I am trying to understand how to use ray.tune.Tuner.restore
method and I wrote the below piece of code:
import argparse
from ray import tune, train
import tempfile
import numpy as np
import os
import pickle
import time
from ray.train import Checkpoint
def trainable(config: dict):
values = []
checkpoint = train.get_checkpoint()
if checkpoint:
with checkpoint.as_directory() as checkpoint_dir:
with open(os.path.join(checkpoint_dir, 'values.pkl'), 'rb') as f:
values = pickle.load(f)
for i in range(100):
value = np.random.uniform(config['mean'], config['std'])
time.sleep(1)
values.append(value)
with tempfile.TemporaryDirectory() as tempdir:
with open(os.path.join(tempdir, 'values.pkl'), 'wb') as f:
pickle.dump(values, f)
train.report(metrics={'score': np.mean(values)},
checkpoint=Checkpoint.from_directory(tempdir))
if __name__ == '__main__':
parser = argparse.ArgumentParser()
parser.add_argument('--restore', action='store_true', default=False)
args = parser.parse_args()
tune_config = tune.TuneConfig(mode='min', num_samples=10, metric='score')

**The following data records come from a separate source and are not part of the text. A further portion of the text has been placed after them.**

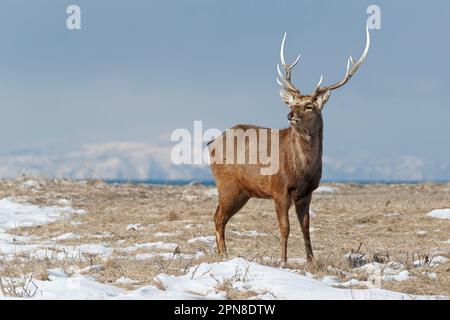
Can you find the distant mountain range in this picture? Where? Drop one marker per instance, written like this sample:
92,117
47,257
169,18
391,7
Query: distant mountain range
138,161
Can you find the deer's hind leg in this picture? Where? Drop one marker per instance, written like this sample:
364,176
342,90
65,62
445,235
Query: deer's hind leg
282,205
229,204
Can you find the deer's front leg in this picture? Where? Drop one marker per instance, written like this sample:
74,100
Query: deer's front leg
302,210
282,207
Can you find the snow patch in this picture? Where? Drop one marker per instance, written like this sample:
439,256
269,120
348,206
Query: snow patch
326,189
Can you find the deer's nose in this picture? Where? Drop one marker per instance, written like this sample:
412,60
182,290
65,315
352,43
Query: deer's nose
290,115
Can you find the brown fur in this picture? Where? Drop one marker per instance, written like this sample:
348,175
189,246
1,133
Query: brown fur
299,174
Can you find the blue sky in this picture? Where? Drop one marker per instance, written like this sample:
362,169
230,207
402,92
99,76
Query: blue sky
139,69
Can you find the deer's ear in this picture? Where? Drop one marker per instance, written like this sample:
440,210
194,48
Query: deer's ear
287,97
322,99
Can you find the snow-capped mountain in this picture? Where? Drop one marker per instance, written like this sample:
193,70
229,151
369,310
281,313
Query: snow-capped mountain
139,161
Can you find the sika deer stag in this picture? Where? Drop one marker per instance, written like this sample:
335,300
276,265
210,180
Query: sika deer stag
300,159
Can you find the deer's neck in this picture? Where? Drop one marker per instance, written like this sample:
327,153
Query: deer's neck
306,151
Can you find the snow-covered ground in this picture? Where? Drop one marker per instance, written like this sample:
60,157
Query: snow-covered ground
203,281
206,282
326,189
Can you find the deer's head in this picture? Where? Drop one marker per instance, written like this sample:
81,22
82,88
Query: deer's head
306,110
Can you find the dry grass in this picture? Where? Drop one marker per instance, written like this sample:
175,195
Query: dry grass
344,219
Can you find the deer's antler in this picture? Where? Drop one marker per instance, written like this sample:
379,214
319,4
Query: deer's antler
285,80
352,67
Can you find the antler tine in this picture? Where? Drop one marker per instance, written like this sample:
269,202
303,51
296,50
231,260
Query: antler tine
352,67
285,80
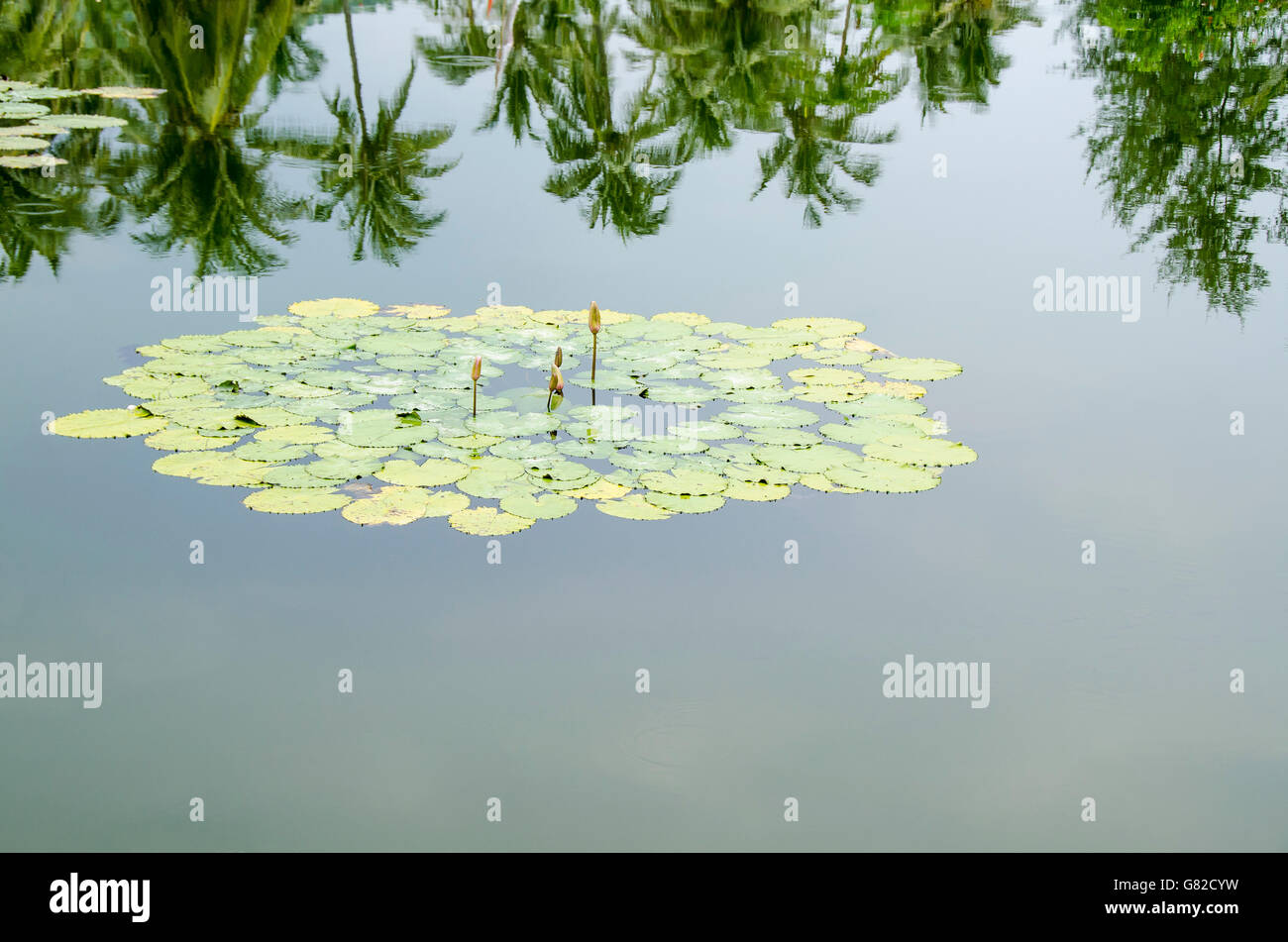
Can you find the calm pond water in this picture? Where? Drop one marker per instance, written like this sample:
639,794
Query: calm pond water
915,164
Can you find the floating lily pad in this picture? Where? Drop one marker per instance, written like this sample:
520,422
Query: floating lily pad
433,472
548,507
335,308
108,424
487,521
125,91
695,482
746,490
915,369
394,506
686,503
632,507
342,398
295,501
80,123
16,142
883,475
913,451
30,161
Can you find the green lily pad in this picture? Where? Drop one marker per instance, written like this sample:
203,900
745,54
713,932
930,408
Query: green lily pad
632,507
883,475
295,501
432,472
487,521
394,506
545,507
336,390
108,424
910,451
80,123
17,142
769,414
678,503
696,482
914,369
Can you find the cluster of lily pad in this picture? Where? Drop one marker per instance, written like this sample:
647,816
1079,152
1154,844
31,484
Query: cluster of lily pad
27,123
343,405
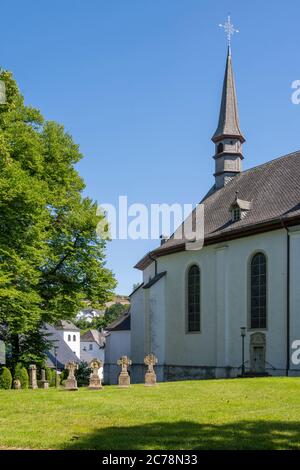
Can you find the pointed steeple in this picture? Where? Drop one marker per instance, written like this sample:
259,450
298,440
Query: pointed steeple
228,138
228,125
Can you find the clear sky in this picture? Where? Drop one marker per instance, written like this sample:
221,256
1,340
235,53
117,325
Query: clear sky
138,83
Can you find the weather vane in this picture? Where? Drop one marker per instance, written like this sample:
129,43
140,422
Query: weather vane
229,29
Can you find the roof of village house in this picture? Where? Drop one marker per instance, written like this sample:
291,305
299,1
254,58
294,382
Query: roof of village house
66,326
274,191
120,324
64,353
93,336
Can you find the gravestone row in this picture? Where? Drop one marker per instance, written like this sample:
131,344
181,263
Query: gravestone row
124,378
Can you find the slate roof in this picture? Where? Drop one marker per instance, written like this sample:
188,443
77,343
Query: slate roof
120,324
154,280
66,326
274,192
93,336
228,119
64,352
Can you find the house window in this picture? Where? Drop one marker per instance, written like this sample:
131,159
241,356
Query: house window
236,214
193,299
258,308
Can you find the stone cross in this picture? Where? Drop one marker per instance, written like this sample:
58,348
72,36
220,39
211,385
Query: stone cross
124,378
44,382
32,376
95,381
150,376
71,382
17,384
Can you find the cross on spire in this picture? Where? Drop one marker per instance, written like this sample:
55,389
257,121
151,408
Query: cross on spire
229,29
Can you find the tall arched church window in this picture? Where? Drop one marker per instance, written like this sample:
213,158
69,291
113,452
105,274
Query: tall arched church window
193,299
258,291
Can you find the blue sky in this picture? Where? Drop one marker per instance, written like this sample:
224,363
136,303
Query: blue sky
138,82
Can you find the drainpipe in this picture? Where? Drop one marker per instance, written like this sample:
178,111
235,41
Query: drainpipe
288,306
155,262
288,297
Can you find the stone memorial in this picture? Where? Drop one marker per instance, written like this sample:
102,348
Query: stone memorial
150,376
32,376
124,377
17,384
95,381
44,381
71,382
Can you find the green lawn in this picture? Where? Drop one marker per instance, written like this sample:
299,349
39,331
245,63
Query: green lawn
259,413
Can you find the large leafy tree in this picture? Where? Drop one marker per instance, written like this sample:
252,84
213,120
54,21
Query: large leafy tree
51,258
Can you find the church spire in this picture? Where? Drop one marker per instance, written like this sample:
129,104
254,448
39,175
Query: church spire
228,138
228,125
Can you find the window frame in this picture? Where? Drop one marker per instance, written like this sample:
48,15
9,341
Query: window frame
187,326
252,257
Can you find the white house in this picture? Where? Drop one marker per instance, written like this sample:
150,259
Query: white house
118,343
70,334
192,304
92,344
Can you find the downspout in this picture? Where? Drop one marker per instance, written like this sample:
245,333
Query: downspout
155,262
288,302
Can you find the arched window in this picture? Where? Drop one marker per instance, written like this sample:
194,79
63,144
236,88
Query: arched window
193,299
258,308
220,148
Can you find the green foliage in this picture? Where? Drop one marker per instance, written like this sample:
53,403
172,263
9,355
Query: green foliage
82,374
22,375
5,378
51,256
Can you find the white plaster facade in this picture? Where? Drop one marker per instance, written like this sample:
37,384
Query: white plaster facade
72,338
93,349
118,344
158,314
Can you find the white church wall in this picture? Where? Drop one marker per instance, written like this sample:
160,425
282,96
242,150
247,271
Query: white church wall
224,303
155,342
118,344
137,322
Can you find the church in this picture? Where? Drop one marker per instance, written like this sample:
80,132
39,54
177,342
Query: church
232,307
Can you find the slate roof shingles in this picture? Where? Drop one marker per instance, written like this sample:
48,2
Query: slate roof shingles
273,188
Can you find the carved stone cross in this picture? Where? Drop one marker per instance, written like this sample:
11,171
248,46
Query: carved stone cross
124,362
95,381
150,376
124,378
71,382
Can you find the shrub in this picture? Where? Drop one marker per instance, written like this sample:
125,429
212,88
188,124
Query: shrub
5,378
22,375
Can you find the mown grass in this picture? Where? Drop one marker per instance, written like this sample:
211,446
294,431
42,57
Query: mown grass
257,413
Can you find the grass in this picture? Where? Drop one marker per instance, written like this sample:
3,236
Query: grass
262,413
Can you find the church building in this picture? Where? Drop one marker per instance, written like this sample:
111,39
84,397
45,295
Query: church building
197,308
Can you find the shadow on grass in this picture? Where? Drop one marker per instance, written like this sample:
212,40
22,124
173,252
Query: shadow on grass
185,435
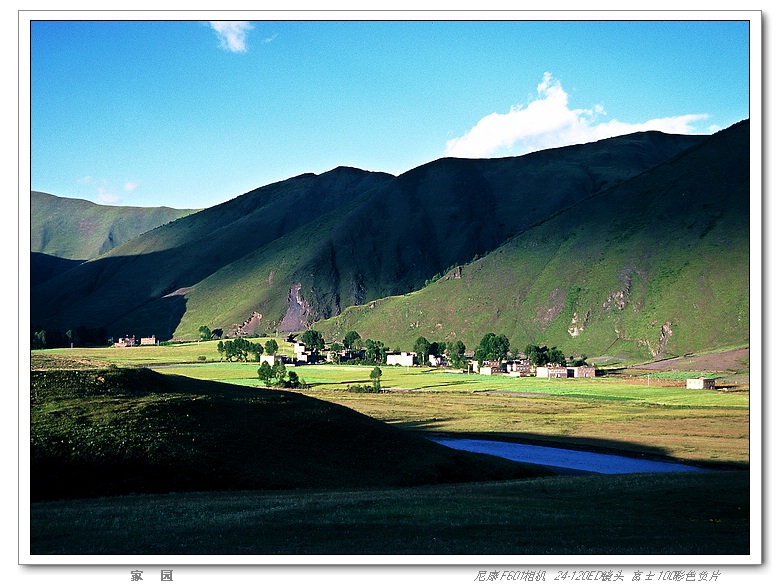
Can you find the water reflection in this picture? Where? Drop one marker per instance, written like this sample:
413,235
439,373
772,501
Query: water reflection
564,458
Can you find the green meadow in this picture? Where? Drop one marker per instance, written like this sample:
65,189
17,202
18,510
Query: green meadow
652,416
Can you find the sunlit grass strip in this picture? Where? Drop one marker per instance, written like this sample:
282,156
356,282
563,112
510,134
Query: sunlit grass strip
684,513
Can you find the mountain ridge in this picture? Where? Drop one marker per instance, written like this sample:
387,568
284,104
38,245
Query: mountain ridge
357,238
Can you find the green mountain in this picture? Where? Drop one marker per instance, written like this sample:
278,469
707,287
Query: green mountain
657,266
98,432
66,231
623,232
76,229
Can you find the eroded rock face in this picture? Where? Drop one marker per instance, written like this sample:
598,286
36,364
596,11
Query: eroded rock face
248,327
295,319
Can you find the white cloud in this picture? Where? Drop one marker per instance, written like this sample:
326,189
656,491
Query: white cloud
231,34
547,122
131,186
106,197
104,194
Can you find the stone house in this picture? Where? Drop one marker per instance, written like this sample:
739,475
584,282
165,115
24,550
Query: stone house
552,371
700,383
404,358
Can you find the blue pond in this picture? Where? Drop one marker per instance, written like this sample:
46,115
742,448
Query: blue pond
564,458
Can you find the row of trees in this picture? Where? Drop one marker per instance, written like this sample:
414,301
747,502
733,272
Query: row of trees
492,347
277,375
241,349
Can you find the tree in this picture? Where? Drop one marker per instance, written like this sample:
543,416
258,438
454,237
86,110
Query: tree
279,371
422,347
492,347
39,339
271,347
352,340
294,381
456,350
376,377
313,340
265,372
541,356
375,351
335,348
257,350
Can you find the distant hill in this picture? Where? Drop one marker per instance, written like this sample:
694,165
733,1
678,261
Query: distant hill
76,229
97,432
620,232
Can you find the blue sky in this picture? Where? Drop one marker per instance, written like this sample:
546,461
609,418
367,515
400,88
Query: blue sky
191,113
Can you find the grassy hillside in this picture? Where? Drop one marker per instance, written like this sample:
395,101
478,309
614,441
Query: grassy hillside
672,514
150,275
76,229
97,432
655,267
523,244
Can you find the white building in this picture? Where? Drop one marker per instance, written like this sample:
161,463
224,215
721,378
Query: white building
404,358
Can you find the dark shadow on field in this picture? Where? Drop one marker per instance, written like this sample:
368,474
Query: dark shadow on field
591,444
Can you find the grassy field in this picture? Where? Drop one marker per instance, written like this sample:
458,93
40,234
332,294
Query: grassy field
661,419
672,514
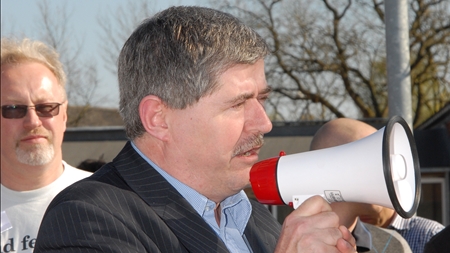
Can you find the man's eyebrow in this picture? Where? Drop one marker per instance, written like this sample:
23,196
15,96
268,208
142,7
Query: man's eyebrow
266,91
246,96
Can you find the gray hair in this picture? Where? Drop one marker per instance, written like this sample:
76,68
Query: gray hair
178,55
26,50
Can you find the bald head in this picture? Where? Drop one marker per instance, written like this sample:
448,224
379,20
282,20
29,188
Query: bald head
340,131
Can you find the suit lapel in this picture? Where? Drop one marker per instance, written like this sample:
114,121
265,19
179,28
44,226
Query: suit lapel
262,230
164,199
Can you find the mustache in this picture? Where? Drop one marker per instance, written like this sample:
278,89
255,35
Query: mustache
252,142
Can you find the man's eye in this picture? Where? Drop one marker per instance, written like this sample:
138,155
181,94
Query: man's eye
239,104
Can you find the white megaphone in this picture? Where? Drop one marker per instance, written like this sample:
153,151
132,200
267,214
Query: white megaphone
381,169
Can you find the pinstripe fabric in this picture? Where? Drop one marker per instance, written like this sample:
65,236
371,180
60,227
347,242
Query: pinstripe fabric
416,230
129,207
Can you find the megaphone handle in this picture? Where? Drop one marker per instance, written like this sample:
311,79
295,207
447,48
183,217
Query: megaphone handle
297,200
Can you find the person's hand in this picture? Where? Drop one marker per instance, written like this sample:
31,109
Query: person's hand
313,227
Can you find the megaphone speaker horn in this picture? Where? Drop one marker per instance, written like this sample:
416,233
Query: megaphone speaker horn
381,169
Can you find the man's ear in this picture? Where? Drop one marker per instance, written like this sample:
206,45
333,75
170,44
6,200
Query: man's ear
152,113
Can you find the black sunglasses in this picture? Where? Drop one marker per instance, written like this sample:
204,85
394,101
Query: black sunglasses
19,111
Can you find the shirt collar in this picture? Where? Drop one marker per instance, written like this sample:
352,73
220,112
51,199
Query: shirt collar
237,206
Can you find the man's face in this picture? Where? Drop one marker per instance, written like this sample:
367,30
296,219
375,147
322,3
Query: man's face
218,139
30,140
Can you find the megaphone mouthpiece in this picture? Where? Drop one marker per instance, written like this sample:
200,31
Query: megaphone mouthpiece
380,169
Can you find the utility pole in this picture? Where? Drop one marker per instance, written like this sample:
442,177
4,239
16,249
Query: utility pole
398,61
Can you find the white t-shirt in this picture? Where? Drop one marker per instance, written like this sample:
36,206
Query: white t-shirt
22,212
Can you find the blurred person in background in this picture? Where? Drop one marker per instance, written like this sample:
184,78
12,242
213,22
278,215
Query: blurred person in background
34,116
417,231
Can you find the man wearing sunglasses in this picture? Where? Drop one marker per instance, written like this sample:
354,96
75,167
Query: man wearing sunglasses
34,116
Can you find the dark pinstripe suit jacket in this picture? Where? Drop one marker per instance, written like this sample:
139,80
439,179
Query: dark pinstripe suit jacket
127,206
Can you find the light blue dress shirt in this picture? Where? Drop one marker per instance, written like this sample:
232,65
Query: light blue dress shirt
235,211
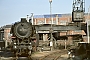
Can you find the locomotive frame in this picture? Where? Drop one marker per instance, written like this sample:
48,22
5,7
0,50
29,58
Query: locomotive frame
23,37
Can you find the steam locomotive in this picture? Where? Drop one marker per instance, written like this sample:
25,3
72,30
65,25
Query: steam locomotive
23,38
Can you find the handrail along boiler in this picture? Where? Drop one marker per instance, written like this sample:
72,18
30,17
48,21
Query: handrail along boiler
23,34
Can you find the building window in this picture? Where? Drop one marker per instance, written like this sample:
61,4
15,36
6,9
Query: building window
78,31
41,22
63,22
49,22
54,22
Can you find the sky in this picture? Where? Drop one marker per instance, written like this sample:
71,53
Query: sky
12,10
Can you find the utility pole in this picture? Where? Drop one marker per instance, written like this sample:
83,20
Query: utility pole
51,30
88,24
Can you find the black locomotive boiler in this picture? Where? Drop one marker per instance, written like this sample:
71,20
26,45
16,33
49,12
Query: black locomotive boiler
23,37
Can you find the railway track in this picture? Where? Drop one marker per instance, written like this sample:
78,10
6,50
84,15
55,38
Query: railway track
53,56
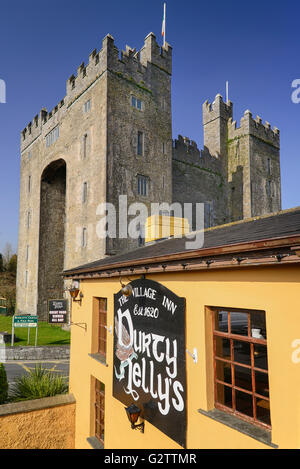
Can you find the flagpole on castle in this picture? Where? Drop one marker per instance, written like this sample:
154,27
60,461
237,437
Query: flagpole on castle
164,24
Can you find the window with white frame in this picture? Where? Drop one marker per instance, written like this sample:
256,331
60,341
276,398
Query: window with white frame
84,192
52,136
28,221
140,143
85,145
87,106
143,185
136,103
84,238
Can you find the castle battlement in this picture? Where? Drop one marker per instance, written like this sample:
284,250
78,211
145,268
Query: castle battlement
130,64
218,108
187,151
254,127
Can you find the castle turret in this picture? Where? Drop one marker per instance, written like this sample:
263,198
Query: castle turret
215,119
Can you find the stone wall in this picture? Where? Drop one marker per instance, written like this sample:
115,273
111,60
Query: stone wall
198,178
34,353
40,424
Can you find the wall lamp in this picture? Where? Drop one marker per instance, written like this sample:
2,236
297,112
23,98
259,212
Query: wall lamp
133,413
74,292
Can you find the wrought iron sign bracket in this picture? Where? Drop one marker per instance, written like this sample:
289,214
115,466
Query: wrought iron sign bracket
194,355
83,325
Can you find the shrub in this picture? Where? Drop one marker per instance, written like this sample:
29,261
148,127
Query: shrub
3,385
38,383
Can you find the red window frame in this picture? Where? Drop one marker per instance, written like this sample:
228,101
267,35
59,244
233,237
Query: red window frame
102,326
230,362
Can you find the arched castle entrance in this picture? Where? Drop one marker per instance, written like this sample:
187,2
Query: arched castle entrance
51,235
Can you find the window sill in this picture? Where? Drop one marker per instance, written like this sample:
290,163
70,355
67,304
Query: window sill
99,358
95,443
257,433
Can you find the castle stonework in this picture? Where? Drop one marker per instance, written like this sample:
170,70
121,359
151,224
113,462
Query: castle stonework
112,135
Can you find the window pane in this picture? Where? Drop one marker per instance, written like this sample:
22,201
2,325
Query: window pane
102,303
263,411
239,323
223,348
262,383
223,371
260,357
258,325
221,321
244,403
243,378
224,395
242,352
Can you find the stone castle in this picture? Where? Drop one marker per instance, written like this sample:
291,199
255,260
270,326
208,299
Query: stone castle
112,135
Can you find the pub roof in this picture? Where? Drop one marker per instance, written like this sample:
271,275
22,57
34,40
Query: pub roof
272,238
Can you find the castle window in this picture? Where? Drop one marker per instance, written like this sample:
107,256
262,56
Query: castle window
52,136
85,142
84,238
140,143
28,219
241,364
84,192
136,103
143,185
87,106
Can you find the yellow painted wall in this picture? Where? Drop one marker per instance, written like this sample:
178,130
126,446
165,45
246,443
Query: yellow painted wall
275,290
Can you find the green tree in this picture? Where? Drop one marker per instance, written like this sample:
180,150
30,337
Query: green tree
3,385
38,383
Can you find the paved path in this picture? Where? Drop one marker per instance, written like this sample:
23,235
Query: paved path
15,369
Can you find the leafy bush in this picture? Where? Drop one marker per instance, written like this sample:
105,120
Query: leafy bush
3,385
38,383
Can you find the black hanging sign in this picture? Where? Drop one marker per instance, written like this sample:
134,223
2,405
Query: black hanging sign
58,311
149,356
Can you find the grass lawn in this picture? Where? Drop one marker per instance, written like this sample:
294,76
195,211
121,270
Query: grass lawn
47,334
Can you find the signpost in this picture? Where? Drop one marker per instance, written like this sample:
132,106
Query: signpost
24,321
150,355
58,311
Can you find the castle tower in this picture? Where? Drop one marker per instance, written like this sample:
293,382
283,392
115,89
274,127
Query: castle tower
253,168
111,135
237,175
215,121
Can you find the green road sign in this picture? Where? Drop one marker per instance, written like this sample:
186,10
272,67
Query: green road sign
25,321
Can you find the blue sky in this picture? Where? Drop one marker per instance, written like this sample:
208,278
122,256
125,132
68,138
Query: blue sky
253,44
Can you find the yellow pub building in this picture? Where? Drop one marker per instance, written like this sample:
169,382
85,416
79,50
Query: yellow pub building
183,348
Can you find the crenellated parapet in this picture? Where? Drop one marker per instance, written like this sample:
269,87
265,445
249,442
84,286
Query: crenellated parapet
218,108
187,151
132,65
255,128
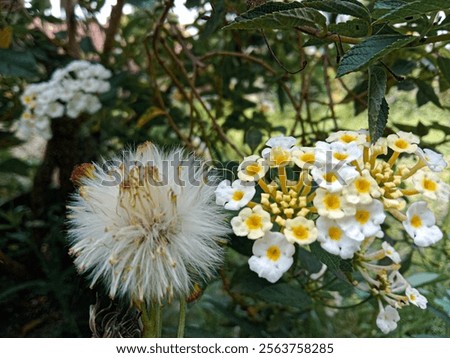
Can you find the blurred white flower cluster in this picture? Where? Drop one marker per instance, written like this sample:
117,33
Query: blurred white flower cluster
71,91
339,194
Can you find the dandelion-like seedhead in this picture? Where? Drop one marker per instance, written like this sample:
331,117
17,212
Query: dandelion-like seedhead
150,237
71,91
339,193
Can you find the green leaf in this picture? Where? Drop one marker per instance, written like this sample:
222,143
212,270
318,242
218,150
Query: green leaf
370,50
347,7
376,110
253,138
14,165
354,28
17,63
269,16
422,278
285,295
335,264
414,9
444,66
426,94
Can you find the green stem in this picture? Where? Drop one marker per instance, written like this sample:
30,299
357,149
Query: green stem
182,319
151,321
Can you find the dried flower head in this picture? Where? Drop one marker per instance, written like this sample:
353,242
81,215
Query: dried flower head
153,233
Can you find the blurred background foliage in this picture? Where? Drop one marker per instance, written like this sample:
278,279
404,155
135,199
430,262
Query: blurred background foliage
220,93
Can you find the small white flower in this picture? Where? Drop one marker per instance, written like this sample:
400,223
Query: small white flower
387,319
347,137
420,225
304,156
333,178
390,252
403,142
252,168
332,205
334,240
55,110
434,161
280,152
272,256
236,195
365,222
362,190
416,298
147,242
431,186
337,152
300,230
253,223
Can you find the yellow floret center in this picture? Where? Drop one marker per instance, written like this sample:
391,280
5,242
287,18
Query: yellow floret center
401,143
280,156
254,222
335,233
330,177
429,184
300,232
238,195
308,157
332,202
362,185
340,156
362,216
252,169
273,253
416,221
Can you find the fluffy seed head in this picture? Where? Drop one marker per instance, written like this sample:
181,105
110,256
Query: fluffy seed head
149,229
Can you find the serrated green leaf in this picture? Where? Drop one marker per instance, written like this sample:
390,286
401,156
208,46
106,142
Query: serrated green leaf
354,28
412,10
377,112
370,50
17,63
285,294
444,66
426,94
347,7
269,16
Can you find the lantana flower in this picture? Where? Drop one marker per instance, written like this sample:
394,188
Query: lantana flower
362,190
279,153
387,319
253,223
252,168
416,298
332,205
403,142
365,222
420,225
234,196
272,256
300,230
435,161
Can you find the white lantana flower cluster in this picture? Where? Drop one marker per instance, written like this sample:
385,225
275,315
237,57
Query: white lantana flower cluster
339,194
71,91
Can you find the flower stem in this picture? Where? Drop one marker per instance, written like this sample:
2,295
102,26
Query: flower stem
282,176
182,319
151,320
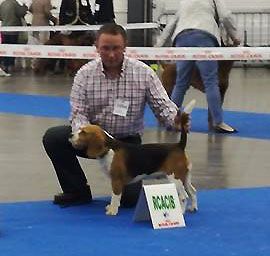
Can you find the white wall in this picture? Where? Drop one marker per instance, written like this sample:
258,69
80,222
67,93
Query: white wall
233,4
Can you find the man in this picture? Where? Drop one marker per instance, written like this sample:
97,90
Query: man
196,24
110,91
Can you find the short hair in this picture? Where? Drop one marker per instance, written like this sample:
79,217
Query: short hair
112,29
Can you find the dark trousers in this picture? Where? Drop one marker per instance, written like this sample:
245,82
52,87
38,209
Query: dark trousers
9,39
68,169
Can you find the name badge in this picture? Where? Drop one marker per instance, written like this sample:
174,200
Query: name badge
120,107
84,2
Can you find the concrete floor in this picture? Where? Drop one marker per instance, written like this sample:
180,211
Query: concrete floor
218,161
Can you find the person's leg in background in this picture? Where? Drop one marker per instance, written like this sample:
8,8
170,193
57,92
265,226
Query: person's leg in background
209,73
9,62
183,71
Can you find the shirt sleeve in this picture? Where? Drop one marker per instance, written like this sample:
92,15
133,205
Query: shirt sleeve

storage_dir = '/Users/arun/code/ml/ray/fault_tolerance'
run_config = train.RunConfig(storage_path=storage_dir)
if not args.restore:
tuner = tune.Tuner(trainable,
param_space={
"mean": tune.uniform(5, 10),
"std": tune.uniform(1, 2)
},
tune_config=tune_config,
run_config=run_config)
else:
tuner = tune.Tuner.restore(storage_dir,
trainable=trainable,
resume_errored=True)
results = tuner.fit()
best_result = results.get_best_result()
all_results = results.get_dataframe()
print(all_results)
print(best_result)
After I started the job as python3 restore.py
, I terminated it manually and restarted it as python3 restore.py --restore
to check whether the process is getting restored or not. When I run python3 restore.py --restore
, I get the following error:
Traceback (most recent call last):
File "/Users/arun/code/ml/ray/restore.py", line 47, in <module>
tuner = tune.Tuner.restore(storage_dir,
File "/Users/arun/Applications/miniconda3/envs/dc/lib/python3.9/site-packages/ray/tune/tuner.py", line 251, in restore
tuner_internal = TunerInternal(
File "/Users/arun/Applications/miniconda3/envs/dc/lib/python3.9/site-packages/ray/tune/impl/tuner_internal.py", line 119, in __init__
self._restore_from_path_or_uri(
File "/Users/arun/Applications/miniconda3/envs/dc/lib/python3.9/site-packages/ray/tune/impl/tuner_internal.py", line 337, in _restore_from_path_or_uri
with fs.open_input_file(os.path.join(fs_path, _TUNER_PKL)) as f:
File "pyarrow/_fs.pyx", line 770, in pyarrow._fs.FileSystem.open_input_file
File "pyarrow/error.pxi", line 144, in pyarrow.lib.pyarrow_internal_check_status
File "pyarrow/error.pxi", line 113, in pyarrow.lib.check_status
FileNotFoundError: [Errno 2] Failed to open local file '/Users/arun/code/ml/ray/fault_tolerance/tuner.pkl'. Detail: [errno 2] No such file or directory
I have the following questions: qn 1: Is the above piece of logically correct? qn2: What is the right way to use tune.Tuner.restore?